Debugging profiles let you do all this -- a debugging profile specifies a set of application programs which are to be debugged together. When you make a profile active, the programs it defines run under the control of the debugger, using a debugging session that you have specified. When you make the profile inactive, the programs run normally again, as do programs that are not referred to in debugging profiles. Debugging profiles also let you define the characteristics of the debugging session that you will use to debug a particular program.

For more information, see Debugging profiles.

Prepare your programs for interacting with a debugger
CICS supports application programs written in a variety of languages. The compiled language programs (COBOL, PL/I, C, C++, and Language Environment-enabled Assembler subroutines) run under the control of Language Environment®; Java programs run in a Java virtual machine (JVM). Because there are, essentially, two different runtime environments for programs, there are two different ways to make your programs interact with the debugger.

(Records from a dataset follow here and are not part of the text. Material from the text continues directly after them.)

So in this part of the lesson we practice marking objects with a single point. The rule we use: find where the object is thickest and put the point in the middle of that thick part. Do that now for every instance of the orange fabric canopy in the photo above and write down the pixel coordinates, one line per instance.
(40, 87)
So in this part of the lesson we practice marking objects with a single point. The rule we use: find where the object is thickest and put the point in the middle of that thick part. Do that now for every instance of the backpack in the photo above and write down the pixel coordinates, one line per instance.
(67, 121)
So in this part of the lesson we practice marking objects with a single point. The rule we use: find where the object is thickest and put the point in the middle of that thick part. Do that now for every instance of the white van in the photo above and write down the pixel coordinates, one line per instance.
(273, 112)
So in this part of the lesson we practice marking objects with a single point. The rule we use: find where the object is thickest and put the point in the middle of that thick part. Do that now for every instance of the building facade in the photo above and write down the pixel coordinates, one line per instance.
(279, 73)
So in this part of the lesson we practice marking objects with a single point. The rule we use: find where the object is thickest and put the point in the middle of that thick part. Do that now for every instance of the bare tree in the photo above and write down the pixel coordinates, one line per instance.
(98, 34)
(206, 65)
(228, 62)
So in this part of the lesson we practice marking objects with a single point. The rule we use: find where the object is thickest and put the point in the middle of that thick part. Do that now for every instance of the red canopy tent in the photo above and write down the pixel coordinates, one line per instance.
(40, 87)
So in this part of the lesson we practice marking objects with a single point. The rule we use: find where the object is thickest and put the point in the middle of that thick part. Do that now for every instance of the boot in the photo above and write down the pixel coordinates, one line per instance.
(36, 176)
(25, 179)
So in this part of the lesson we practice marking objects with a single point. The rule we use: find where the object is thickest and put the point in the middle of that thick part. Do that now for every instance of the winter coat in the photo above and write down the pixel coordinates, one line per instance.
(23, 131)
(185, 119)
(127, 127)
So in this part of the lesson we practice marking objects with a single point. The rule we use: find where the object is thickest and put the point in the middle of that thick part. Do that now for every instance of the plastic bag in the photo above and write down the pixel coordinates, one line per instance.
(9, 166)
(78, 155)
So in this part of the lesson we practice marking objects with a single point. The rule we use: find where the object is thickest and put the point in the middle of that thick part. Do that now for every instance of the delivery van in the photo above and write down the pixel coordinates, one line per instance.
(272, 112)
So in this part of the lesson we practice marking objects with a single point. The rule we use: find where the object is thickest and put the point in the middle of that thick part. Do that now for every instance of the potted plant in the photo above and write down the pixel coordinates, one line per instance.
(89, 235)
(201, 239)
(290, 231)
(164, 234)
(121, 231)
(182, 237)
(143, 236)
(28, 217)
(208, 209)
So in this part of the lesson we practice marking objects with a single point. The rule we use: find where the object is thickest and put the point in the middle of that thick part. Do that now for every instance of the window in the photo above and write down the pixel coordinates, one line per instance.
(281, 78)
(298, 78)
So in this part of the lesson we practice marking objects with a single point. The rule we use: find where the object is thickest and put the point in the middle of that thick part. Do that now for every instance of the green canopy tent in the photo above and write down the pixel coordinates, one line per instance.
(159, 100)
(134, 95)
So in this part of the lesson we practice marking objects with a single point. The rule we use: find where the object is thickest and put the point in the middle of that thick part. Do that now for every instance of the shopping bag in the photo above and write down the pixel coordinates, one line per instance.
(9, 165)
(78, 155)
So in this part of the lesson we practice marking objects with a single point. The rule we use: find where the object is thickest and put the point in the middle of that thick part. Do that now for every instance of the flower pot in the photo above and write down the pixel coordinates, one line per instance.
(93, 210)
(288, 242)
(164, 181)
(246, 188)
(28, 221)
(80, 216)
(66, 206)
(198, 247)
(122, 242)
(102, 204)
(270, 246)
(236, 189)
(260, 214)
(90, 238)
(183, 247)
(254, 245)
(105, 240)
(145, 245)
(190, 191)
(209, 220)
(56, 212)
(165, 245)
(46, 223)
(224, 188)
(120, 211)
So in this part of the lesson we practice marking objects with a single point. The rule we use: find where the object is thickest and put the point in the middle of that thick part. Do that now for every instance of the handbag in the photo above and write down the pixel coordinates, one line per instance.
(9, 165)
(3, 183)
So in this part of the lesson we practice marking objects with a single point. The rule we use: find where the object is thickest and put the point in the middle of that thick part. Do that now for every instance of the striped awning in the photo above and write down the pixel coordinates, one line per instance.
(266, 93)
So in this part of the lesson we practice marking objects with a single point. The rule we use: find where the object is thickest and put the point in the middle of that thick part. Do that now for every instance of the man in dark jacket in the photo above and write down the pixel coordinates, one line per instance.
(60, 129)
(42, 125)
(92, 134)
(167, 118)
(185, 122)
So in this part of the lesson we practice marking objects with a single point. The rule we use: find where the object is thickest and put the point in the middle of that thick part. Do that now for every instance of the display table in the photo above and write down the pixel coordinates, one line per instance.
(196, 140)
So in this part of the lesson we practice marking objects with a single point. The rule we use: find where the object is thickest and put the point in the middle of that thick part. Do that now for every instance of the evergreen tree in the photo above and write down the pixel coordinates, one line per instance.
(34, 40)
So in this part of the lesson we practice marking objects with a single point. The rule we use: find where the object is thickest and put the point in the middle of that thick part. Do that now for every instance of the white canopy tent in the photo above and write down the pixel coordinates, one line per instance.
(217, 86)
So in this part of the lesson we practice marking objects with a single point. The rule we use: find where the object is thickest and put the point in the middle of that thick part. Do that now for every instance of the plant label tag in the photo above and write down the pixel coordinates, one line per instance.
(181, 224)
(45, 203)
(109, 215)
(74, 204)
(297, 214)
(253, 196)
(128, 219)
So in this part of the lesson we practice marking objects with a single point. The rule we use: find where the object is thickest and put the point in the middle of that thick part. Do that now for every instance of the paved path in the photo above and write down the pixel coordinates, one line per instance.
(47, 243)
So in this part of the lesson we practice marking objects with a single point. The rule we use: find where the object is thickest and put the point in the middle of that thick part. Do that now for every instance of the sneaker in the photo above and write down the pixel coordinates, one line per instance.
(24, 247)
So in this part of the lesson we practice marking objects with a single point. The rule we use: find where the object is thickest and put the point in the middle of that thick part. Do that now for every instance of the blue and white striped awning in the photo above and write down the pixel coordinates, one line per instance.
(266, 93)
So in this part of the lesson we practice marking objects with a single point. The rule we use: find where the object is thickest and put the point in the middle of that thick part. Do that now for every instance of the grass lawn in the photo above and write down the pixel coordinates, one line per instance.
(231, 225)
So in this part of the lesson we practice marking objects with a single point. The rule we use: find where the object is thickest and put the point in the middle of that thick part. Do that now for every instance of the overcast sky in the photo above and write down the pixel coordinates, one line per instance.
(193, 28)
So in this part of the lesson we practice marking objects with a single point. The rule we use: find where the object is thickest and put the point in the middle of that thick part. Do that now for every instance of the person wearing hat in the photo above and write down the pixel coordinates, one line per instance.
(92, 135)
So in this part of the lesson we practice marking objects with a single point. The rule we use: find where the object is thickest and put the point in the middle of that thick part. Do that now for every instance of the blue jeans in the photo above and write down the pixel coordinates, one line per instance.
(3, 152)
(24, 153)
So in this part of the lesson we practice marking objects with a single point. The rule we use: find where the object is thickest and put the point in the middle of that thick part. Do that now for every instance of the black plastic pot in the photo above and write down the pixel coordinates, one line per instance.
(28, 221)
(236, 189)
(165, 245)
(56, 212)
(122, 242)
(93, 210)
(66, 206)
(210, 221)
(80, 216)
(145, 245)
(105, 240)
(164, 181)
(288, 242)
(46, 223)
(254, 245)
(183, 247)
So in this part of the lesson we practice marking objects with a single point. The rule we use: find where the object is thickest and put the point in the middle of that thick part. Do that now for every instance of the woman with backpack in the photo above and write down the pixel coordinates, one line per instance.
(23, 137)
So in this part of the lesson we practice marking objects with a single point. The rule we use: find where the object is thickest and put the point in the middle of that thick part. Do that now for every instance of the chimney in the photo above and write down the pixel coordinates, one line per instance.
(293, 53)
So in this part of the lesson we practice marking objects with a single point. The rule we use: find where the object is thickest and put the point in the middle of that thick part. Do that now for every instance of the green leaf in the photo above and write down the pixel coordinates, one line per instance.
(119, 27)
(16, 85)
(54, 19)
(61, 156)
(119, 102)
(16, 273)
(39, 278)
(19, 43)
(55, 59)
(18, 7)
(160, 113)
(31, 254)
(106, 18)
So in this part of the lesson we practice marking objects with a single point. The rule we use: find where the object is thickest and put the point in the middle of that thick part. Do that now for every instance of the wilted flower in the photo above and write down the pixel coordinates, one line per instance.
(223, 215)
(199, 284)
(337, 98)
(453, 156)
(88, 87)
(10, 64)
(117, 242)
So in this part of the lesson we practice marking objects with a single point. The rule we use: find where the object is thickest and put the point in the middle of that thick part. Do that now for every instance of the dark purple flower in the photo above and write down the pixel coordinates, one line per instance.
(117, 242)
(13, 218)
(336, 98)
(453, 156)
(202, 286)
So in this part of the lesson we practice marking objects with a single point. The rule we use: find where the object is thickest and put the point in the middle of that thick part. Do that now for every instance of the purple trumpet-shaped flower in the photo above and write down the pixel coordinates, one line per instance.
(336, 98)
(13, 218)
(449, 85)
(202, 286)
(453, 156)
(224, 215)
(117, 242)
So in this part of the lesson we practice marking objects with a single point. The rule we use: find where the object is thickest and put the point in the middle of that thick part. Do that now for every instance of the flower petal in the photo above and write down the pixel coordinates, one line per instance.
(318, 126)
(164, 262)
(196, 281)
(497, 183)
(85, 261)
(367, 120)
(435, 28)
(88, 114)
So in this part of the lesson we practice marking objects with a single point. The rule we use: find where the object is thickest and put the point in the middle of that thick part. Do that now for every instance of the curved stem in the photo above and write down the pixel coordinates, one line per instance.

Ensure that your CICS system is set up to support the debugging environment
When you have debugging profiles in your CICS system, there is an overhead in starting a program, even when all the profiles are inactive. This overhead, although small, is unlikely to be acceptable in a high-performance production system. In any case, you would not normally debug your applications in such a system. Therefore, the use of debugging profiles is optional, and if you want to use them, your system programmer will need to configure CICS accordingly.